One dissenting voice to the bill belongs to York County Representative Gary Simrill who says merchants in the 22 border counties would be hurt by the 50 cents increase with neighboring North Carolina with a 38 cents cigarette tax and Georgia at 37 cents.

“Interestingly enough, we don’t know how much money is going to be raised. They can only estimated it. But i’m telling you, if we start losing people across the borders into neighboring states either Georgia or North Carolina to buy cigarettes and while they’re there they start buying other goods and services, we are biting the hands that feed us.”
Simrill says shoppers migrating into neighboring states would mean lost revenue for the South Carolina and that ultimately would result in lost jobs.

Simrill says it is interesting to note that many persons support the bill for one reason or another but it is unclear whether the measure in the long run will achieve the desired results. “I hear one thing, raise the cigarette tax because it in itself becomes a deterrent and it will keep people from smoking. I hear the other is we need THE money that is generated from the cigarette tax. Well, you’re not going to have it both ways. With the federal government doing what they’re doing and that of course is in all 50 states, and with what South Carolina is doing in raising this cigarette tax, it puts South Carolina in an economic disadvantage to our neighboring states.”
Wednesday the federal tobacco tax increased from 39 cents to $1.01, pushing the price of most cigarettes over $4.00 a pack.
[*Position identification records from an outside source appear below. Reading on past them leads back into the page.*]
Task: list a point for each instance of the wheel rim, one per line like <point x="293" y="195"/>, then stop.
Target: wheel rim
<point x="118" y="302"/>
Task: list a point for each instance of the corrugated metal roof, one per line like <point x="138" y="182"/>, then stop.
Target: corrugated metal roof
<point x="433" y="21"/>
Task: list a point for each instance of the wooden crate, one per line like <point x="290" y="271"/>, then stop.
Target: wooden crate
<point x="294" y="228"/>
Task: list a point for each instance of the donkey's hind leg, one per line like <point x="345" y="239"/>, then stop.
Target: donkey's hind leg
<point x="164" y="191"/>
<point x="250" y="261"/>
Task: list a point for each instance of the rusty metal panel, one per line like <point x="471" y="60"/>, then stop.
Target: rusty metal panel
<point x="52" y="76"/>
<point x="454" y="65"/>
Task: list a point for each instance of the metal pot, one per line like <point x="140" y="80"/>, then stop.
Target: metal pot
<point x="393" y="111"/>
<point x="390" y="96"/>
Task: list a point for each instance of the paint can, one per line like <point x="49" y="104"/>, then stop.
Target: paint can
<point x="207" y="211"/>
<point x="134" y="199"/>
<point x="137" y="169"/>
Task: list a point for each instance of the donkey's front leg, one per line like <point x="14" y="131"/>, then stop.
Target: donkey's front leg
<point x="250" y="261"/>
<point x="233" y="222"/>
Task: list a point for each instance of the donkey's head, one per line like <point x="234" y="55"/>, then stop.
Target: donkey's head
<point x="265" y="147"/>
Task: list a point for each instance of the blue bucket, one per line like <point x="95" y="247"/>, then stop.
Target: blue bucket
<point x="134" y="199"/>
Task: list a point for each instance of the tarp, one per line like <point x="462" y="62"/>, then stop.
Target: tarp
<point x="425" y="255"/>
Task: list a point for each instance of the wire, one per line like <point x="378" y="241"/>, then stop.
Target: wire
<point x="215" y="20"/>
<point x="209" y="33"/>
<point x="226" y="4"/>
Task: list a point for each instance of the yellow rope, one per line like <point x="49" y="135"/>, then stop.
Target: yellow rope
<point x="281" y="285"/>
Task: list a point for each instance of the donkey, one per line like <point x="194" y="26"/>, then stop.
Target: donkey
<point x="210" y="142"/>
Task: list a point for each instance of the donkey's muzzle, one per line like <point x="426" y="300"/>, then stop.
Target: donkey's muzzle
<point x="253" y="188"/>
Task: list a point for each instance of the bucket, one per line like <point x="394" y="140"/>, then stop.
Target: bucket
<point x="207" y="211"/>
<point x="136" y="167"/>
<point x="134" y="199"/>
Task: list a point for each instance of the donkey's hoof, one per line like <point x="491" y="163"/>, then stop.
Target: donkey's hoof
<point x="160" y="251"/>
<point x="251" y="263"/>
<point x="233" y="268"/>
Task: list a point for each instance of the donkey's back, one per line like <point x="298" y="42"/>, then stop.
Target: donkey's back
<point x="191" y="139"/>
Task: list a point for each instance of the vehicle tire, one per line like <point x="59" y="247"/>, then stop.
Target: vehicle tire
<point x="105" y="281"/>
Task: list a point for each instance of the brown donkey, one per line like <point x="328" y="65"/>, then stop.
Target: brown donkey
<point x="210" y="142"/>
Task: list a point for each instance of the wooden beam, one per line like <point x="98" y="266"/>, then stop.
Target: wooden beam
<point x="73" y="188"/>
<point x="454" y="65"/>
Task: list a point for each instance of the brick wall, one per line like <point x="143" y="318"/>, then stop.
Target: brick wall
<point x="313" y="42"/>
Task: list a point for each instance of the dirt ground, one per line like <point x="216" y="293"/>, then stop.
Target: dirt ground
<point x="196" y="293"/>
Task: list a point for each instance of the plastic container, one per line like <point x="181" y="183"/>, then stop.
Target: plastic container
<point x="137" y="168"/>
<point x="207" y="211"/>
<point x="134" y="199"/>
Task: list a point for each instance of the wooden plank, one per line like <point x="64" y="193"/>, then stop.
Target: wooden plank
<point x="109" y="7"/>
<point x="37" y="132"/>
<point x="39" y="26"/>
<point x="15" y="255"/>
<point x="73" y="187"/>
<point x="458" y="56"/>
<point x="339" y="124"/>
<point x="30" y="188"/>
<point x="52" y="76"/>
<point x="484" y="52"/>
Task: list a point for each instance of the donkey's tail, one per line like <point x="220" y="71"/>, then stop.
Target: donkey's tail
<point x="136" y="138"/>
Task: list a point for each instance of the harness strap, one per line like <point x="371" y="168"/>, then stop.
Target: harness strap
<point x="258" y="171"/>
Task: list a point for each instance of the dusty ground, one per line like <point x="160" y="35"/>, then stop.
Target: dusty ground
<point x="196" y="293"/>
Federal tax hike puts pinch on smokers

Smokers are wondering what has happened to cigarette prices, some of which have jumped several dollars a carton or more in recent weeks, even though South Carolina lawmakers haven’t passed a tax increase. House Speaker Bobby Harrell says legislative consensus remains strong for a 50-cent-a-pack price hike. But that could be months away from even passing, much less implementation. The price hike reflects a =federal= price hike that just went into affect, of 62-cents a carton. Some cigarette prices jumped weeks before the federal tax was implemented.

South Carolina Commissioner of Agriculture Hugh Weathers says there is another market pressure taking place here, other than retailers passing on the tax to the customer. “We do see that when prices move up like that there is ‘push back,’ then a decline of domestic use of tobacco.  We’ve seen that trend for three or four years now, even without the price increase, involving smoking cessation programs and what not.” 

And Weathers says the new tax may affect South Carolina tobacco farmers.  “If it impacts the contract price they can receive for leaf tobacco, then it would have a negative affect, and we don’t know that yet.  The contracts for 2009 are probably already in place.”

He says for the short term, there is stability, but it may or may not last.   “But if a push back on consumption and a squeeze on the margins of processing tobacco, then unfortunately it will find its way back to the leaf grower and impact our acreage.” 

South Carolina tobacco growers now plant more than 21,000 acres.